Wendy Artin reveals the “vestiges of a luxury without pomp, as unimperial as possible, of a wealthy amateur striving to unite the delights of art with the pleasures of the countryside”, as described by Marguerite Yourcenar in her notes for “Hadrian’s Memoirs”.

Eric Fischl, who observed her drawing from live models, says: “I couldn’t take my eyes off her work. I had never seen anyone capture, with such fluid grace and comfort, the depth of observation of the human form as she was able to do so quickly and precisely in watercolor”.

According to Adele Chatfield-Taylor, President of the American Academy in Rome, “she is a classically trained painter, but her work is absolutely contemporary. Although her subject is Rome, a city thousands of years old, Wendy’s work is not a throwback.
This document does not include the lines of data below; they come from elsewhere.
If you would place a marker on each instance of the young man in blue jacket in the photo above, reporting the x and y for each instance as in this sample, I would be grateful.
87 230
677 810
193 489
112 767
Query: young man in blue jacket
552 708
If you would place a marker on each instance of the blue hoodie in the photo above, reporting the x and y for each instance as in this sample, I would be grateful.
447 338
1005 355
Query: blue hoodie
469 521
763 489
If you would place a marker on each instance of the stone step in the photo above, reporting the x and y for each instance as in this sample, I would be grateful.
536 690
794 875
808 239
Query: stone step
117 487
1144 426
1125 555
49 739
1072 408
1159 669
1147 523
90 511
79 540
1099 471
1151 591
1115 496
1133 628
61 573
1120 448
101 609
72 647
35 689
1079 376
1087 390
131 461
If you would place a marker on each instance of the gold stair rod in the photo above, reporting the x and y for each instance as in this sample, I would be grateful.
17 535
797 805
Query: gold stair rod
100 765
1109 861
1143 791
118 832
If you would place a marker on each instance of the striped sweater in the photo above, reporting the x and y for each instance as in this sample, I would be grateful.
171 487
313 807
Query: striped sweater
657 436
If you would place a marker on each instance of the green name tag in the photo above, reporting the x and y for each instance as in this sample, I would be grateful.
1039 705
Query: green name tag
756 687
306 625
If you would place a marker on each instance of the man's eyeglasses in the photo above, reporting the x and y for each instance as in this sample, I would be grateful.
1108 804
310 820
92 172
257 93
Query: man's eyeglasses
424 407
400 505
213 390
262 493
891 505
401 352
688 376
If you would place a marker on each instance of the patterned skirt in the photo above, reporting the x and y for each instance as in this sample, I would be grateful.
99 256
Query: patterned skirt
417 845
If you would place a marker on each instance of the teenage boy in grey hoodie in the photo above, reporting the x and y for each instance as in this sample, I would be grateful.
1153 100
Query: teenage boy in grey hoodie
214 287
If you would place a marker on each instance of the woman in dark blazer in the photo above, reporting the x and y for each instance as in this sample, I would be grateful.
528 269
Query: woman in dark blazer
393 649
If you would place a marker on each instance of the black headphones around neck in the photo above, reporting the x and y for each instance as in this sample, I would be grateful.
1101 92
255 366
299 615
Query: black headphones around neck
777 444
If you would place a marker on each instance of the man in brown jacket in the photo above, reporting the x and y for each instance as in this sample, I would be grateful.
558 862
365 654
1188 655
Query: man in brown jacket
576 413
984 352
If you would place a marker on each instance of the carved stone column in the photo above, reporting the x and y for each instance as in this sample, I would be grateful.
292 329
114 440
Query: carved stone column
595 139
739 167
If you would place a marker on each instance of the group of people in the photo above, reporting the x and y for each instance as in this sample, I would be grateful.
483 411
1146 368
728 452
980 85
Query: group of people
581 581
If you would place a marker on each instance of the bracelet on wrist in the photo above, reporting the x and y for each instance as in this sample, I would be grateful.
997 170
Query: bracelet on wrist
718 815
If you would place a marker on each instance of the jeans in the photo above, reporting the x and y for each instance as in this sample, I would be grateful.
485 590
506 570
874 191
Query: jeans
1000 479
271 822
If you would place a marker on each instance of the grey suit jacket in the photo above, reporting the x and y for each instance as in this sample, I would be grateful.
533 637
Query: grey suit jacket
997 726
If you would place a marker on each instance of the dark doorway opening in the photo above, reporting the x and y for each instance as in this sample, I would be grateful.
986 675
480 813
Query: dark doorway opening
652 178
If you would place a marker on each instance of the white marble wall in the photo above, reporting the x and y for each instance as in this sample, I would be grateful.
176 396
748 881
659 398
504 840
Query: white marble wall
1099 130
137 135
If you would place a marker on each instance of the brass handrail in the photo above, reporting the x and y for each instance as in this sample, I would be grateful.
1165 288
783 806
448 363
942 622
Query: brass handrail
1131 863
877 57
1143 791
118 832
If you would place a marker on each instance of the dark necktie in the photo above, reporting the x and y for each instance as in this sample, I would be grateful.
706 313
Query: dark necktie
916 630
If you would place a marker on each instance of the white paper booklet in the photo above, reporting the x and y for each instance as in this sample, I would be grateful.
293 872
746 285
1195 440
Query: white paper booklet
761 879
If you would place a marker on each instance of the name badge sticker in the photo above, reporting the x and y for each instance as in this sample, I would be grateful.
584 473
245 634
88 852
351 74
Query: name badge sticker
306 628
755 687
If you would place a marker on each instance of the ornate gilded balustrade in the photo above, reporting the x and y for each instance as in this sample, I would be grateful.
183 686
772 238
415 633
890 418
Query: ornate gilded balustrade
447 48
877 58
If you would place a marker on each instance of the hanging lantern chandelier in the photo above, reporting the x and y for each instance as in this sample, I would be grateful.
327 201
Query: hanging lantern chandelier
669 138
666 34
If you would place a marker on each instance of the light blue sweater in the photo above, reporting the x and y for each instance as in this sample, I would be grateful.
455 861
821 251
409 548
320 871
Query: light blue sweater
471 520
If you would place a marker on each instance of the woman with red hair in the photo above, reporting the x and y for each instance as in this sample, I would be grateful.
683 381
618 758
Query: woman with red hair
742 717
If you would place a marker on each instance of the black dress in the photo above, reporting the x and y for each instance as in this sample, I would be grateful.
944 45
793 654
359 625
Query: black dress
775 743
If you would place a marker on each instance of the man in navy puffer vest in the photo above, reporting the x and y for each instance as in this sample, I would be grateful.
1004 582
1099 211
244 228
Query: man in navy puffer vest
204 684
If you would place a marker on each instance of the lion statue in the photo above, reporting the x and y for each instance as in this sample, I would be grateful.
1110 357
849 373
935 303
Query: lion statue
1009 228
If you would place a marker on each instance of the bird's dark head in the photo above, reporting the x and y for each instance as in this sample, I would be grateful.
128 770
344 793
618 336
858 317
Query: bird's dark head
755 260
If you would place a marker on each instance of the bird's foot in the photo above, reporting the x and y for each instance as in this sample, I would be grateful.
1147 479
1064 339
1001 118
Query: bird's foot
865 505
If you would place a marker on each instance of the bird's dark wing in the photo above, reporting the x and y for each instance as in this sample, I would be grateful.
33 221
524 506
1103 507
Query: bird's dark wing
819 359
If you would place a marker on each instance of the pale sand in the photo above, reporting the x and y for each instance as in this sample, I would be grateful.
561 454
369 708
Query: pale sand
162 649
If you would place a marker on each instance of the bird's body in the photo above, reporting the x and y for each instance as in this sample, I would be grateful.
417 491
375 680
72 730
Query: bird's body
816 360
“Living in Rome and admiring Rome is my way of admiring and painting it. I’ve been painting the eternal beauty of the remains of antiquity for years.”

Born in Boston, Wendy Artin received a B.A. from the University of Pennsylvania in 1984 and an M.F.A. from the School of the Museum of Fine Arts, Boston in 1990.

She also studied at the École nationale supérieure des Beaux-Arts de Paris from 1982 to 1985. During the 1980s, she traveled and drew in the streets and museums of Europe and Central America. Since 1993, she has held solo exhibitions in Paris, New York, Boston, Milan and Rome. She is currently artistic advisor at the American Academy in Rome, where she began the drawings for the Arion Press edition of Seamus Heaney’s poetry, Stone From Delphi, the project that inspired the work for these exhibitions.

It has just received the 2023 Arthur Ross Award from the ICCA (Institute of Classical Architecture & Art’s).